Vinovich), an arrogant stiff-necked clothing manufacturer, who also

used the same divorce lawyer. His overt disdain for the other two

men is nothing compared to the reactions to the women who begin to

arrive.

Claude’s ex-wife Mariette Levieux (Elizabeth Heflin) is the first

of the three women, a stylish and attractive writer of pulp fiction,

who apparently had a short post-divorce fling with Andre. She paves

the way for Yvonne Fouchet (Catherine Lloyd Burns), Albert’s

irritatingly

timid and tense ex-wife.

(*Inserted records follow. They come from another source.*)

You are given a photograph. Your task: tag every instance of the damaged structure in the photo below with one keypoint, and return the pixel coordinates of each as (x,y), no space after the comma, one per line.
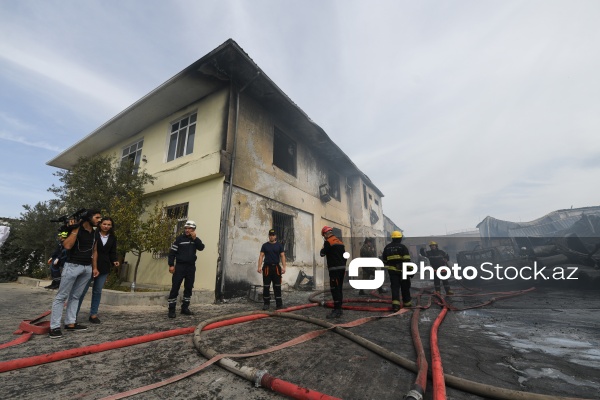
(232,152)
(569,236)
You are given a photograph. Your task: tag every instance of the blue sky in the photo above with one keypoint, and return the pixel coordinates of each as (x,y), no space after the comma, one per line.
(455,110)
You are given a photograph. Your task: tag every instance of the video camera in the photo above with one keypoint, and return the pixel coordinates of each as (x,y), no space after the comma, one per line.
(77,216)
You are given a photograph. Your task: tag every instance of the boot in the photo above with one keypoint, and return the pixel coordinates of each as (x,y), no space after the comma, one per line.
(53,285)
(186,311)
(335,313)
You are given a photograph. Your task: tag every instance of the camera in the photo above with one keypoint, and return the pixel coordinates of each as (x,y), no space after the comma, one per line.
(77,216)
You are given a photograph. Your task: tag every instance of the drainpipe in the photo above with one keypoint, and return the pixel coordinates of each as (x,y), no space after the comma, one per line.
(223,250)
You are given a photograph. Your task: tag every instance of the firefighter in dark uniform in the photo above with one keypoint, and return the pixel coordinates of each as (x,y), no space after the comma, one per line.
(333,250)
(182,264)
(438,258)
(271,253)
(394,254)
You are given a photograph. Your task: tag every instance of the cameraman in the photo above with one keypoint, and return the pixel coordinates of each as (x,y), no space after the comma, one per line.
(76,272)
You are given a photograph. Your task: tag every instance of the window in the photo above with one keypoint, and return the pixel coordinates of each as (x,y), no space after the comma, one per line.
(337,232)
(284,152)
(178,212)
(334,185)
(133,154)
(284,228)
(181,141)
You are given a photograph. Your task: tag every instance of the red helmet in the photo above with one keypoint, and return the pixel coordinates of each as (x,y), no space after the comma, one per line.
(325,230)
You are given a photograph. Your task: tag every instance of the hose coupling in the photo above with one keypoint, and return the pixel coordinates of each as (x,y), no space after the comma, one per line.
(258,377)
(413,395)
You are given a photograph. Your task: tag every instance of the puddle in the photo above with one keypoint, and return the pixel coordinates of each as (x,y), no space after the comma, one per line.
(531,373)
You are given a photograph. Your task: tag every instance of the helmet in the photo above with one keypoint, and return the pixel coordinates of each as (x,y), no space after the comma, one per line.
(325,230)
(396,235)
(190,224)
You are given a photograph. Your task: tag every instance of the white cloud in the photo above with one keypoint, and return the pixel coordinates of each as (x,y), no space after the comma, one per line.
(21,140)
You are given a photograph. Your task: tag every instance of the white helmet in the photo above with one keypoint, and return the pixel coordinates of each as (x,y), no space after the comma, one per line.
(190,224)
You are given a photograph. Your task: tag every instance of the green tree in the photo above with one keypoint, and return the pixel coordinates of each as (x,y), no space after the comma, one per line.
(155,233)
(32,240)
(95,182)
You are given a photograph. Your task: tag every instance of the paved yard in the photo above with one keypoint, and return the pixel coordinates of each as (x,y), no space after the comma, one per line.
(545,341)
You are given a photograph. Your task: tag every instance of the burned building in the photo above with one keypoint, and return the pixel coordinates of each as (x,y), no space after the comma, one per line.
(231,151)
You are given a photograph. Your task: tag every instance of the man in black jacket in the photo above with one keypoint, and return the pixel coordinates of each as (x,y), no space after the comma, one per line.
(182,264)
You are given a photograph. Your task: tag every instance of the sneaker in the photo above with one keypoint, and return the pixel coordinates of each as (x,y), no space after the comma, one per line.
(76,327)
(55,333)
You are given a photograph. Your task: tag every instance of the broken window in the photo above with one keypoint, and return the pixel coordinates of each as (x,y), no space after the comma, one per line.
(337,232)
(284,152)
(284,228)
(334,185)
(178,212)
(133,154)
(181,141)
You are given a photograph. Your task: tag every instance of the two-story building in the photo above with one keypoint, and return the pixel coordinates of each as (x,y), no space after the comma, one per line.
(232,152)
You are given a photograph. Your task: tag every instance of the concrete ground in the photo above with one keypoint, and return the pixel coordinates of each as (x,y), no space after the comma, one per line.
(546,341)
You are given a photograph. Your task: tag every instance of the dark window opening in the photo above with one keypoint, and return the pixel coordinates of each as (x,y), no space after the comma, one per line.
(334,185)
(181,141)
(284,152)
(133,154)
(178,212)
(337,232)
(284,228)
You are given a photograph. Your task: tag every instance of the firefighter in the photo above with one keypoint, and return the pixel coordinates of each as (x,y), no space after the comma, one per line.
(438,258)
(394,254)
(333,250)
(272,254)
(182,264)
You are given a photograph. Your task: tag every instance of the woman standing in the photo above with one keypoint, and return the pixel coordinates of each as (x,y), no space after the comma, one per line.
(105,256)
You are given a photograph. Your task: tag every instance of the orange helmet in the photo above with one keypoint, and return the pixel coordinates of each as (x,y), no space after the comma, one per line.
(325,230)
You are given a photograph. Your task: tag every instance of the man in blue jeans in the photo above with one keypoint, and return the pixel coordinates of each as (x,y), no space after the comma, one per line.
(76,273)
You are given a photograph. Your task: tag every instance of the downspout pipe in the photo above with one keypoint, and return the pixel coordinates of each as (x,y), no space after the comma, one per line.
(219,292)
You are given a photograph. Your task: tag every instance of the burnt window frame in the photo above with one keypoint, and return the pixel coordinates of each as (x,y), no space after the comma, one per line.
(180,213)
(333,181)
(281,149)
(175,130)
(284,229)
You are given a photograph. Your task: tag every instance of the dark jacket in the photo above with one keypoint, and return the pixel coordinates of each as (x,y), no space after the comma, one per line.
(333,250)
(437,258)
(81,252)
(394,254)
(107,253)
(183,250)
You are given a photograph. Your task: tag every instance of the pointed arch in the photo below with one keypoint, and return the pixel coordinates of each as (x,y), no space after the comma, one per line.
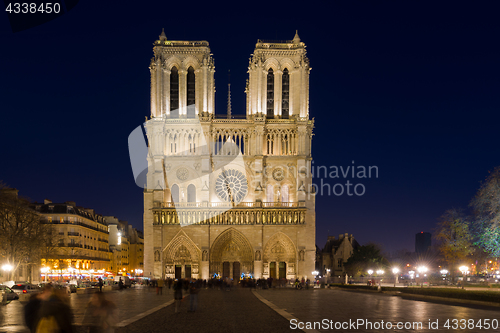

Last to arrive is Andre’s ex-wife Gabrielle

Buonocelli (Meg Foster), whom we discover is the evening’s

manipulator,

and whose secret agenda is supposed to be the raison d’etre for this

unsettling little soiree.

Mullavey, a veteran of 70 plays, does well as the insufferably stiff

Claude who earns our empathy and our laughs when his sexual fantasies

are revealed. Mastro, who was praised for his Broadway performances

in "Judgment at Nuremberg" and "Side Man," gets high

marks for the hilariously off-centered countenance he sustains as

the overly attentive husband who ruined his marriage with too much

love. Vinovich, an alumnus of Simon’s "Lost in Yonkers," is

excellent as the mean-spirited Andre. Both Heflin, as the

newly-fulfilled

and successful novelist, and Burns as the ditsy Yvonne, are delightful

portrayals. Although more familiar for her film and television roles,

Foster is not only convincing as a glamorous seductress, but gives

a centering force to the production.

The play unfolds as each couple gets a chance to face each other with

the facts and feelings that presumably led to their breakup. I won’t

spoil it by noting the various revelations and regrets, except to

say that while none of it sociologically or psychologically profound,

it will give you pause to reflect on your own marriage — or

divorce.

What is remarkable is that all that was previously stilted and posy

in performance on Broadway has become brisk and bright under the

direction

of John Rando, who also directed the Broadway production. It all goes

to show what a difference a cast can make.

— Simon Saltzman

The Dinner Party, Paper Mill, Brookside Drive,

Millburn,

973-376-4343. $29 to $59. Performances continue to February 10.